Quel che resta del Grunge.
Può titolarsi così la disamina della nuova uscita degli Alice in Chains, perchè in buona sostanza il disco quello vuole cantare, e lo fa in modo esplicito.
Rainier Fog è un perfetto esempio di amarcord, a un ventennio ormai abbondante da quando il Seattle sound, esaurì fisiologicamente la propria spinta sia creativa a livello artistico, sia propulsiva in termini di sub-cultura nell'emisfero ovest del mondo.
Nostalgia canaglia dunque? In buona misura sì.
Lo dimostrano, a titolo non solo didascalico, il nome medesimo dell'album, ispirato a Monte Rainier, il vulcano che domina l'area metropolitana di Seattle e la decisione del gruppo d'incidere la scaletta dei brani presso i Bad Animals/Studio X, un complesso di registrazione storico, in cui buona parte delle formazioni grunge hanno forgiato il proprio suono. Gli Alice in Chains stessi vi registrarono nel 1995 il disco cui fece seguito lo scioglimento di fatto.

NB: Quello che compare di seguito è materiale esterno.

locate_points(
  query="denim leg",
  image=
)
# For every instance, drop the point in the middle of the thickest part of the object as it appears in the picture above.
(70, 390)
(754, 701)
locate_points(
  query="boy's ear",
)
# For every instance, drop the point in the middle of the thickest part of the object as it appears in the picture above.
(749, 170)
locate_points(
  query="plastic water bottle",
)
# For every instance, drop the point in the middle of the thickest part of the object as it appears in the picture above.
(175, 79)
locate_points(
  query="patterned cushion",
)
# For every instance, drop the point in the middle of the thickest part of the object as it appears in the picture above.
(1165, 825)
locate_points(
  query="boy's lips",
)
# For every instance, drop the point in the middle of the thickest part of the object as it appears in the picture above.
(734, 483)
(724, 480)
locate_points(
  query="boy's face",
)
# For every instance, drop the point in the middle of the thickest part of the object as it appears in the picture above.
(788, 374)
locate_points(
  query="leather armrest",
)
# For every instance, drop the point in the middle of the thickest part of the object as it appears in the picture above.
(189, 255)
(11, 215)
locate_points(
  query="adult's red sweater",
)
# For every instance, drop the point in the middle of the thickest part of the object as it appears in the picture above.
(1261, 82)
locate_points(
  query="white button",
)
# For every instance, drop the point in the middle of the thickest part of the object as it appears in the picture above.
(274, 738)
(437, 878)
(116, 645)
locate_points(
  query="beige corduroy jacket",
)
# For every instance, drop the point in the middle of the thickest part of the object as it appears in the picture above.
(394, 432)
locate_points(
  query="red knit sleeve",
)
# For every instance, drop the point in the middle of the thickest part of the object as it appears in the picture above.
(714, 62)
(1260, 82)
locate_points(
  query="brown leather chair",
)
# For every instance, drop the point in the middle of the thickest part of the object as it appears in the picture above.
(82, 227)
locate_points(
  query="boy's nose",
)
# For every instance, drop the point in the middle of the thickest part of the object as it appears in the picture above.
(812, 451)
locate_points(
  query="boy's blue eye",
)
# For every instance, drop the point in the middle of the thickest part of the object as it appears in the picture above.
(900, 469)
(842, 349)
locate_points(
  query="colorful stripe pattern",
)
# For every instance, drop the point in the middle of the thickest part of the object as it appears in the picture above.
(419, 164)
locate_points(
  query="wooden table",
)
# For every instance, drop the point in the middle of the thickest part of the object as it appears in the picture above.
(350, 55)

Diventa abbastanza evidente, quindi, che Rainier Fog sia un album per fan, non solo degli AiC in quanto tali, ma della corrente grunge nel suo complesso; ed entro questa focale, tutto sommato, l'album riesce ancora a smuovere, seppur di rimando, una buona dose di emozioni.
Diversamente, perimetrandolo nei propri confini esclusivi, appare un prodotto di maniera in cui ritornelli orecchiabili, ritmica granitica e solismo ancora pregevole si amalgamano in misura accettabile tra loro, ma in funzione prevalente delle necessità di valorizzazione economica delle radio FM statunitensi e più in generale dell'industria musicale odierna.
Stante questo dualismo, diventa sterile enunciare, come tanta critica ha fatto, i punti deboli di Rainier Fog fondati sull'appena descritta "operazione nostalgia" che si riverbera in una scrittura ampiamente già sentita in tutte le proprie componenti – sia strumentali, sia vocali – o nella produzione, ben fatta ma troppo attuale rispetto all'epoca che l'album vuole rievocare.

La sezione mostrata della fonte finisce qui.